You're right on. I've been studying this issue of the supposedly virtuous rural past, and it's quite clear that you're correct.

I urge you, however, not to be so quick to vilify eating raw meat. While poultry is certainly dangerous, raw beef can easily be consumed without great danger of harm. Anecdotally, I do it often (steak tartare, primarily), and I'm fine. Raw tuna, too, has never steered me wrong.

Wendy Altenhof

Michael Pollan's "In Defense of Food" actually qualified the statement as " someone's great-grandmother would recognize as food".

As I remember the context is that someone's great-grandmother would have recognized tofu, but the processed soy meat substitutes aren't a traditional food.

In my case, if I was limited to my own great-grandmothers' personal experiences, I would be forced to live a life without black pepper. . . which would make me very sad.

David L

I expected a comment thread full of caustic vitriol, but I'm pleasantly surprised... I have to say I agree with everyone's comments and can't add anything of my own. Which essentially means I'm writing this just to hear myself talk.

Tree Smith

I find this piece to be missing the point entirely.

Wonks Anonymous

The problem with industrial food is that you do not really know what is in it or who grew it and under what conditions.

If you are concerned about your intake of salt, sugars and fats, if you do not really think that chemicals made to kill insects and other life forms are a great thing to consume in mass quantities and if you derive some satisfaction from the thought that the people who raised your food and packed it might just be making a decent living then primitive food is for you.

On the other hand, if you want to stuff yourself with the cheapest possible fodder and it makes you feel good to pay others as little as you can get away with then go industrial.

This is really about value judgements. You are asserting your own values as if they were an economic and technical norm. Sorry, I do not buy it.


Now expand your view to the whole world, where half of humanity still lives in rural areas, without work, eating bad cheap food forced on it by the WTO and "liberalization" that has destroyed their own foodways. Oh, did I mention that they live in tiny, marginal communities beside bazillions of acres of UNUSED land? Then let's talk about 'primitive' some more.

This is why 200 million peasants in the Via Campesina are saying knock down the fences, end monocrop farming for profit, and let's feed ourselves. Yup, pretty primitive. Except for the fact that those gleaming modern cities are, in fact, teeming exurban slums.
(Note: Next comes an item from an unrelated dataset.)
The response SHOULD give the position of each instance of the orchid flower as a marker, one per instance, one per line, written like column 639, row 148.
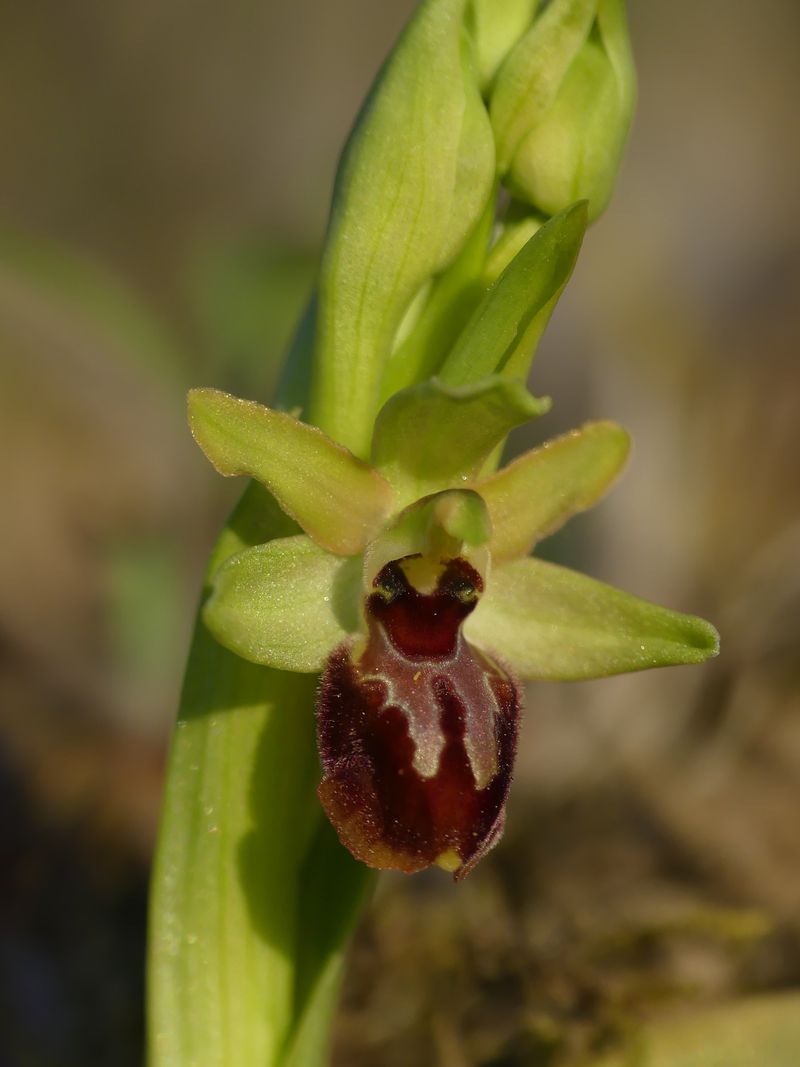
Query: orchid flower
column 413, row 590
column 378, row 554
This column is a pretty good illustration of why "economism"--dressed up as freaky, but bloodless in the extreme- doesn't work, esp. not in the current crisis (readL food riots in 15 countrees last year), and esp. for the 99% of humanity that lives outside the US. . . two steps from the same situation but blind, blind, blind. The "reductivism" is all yours.



Would I have to accept the accompanying life expectancy, infant mortality, deaths during childbirth, intestinal parasites, potentially fatal gastric infections, and horrific dental health that were the accepted norm during the Victorian Era as well?
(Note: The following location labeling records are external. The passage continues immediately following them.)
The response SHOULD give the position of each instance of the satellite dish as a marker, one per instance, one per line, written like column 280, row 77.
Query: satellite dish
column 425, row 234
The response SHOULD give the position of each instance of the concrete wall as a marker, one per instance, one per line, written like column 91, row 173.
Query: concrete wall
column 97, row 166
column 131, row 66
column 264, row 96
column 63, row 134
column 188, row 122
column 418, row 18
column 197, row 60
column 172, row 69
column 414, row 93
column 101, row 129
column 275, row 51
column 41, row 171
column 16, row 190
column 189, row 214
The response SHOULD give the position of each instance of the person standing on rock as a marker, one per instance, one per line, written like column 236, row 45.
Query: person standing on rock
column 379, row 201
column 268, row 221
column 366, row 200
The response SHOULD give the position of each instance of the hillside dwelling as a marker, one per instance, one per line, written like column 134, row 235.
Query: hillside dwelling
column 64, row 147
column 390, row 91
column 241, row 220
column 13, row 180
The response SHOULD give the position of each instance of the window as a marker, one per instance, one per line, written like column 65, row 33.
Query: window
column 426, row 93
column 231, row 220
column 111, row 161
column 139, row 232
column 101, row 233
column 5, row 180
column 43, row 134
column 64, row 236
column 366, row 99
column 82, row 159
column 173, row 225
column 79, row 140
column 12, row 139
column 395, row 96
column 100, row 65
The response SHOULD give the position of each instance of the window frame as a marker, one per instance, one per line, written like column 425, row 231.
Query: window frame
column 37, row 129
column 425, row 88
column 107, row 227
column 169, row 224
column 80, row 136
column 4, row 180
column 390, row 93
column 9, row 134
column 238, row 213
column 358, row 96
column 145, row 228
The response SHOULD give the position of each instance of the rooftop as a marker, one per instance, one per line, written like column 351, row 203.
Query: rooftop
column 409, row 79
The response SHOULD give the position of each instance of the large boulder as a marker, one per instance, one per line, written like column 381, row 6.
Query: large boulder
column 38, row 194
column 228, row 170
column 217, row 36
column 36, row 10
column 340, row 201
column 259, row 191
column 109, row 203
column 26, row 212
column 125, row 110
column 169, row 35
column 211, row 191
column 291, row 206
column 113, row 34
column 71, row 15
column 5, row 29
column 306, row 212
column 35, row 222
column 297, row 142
This is romanticised, naive claptrap, espoused mostly by comfortably middle-class, self-indulgent simpletons. The vast majority of the world's population have few choices about their diet and struggle most days to merely get enough to eat.

Those who waste their time purveying this kind of nonsense should be ashamed of themselves.


have to agree with Tree Smith.

Derek Hammonds

This article completely and utterly fails to address the true reason behind the movement. The diseases of civilization--heart disease, cancer, metabolic syndrome, type-2 diabetes are the things we are talking about here. Can we improve our diet and our health by being critical or skeptical of the practices of modern agriculture? It seems obvious to myself and many others that we can do much better.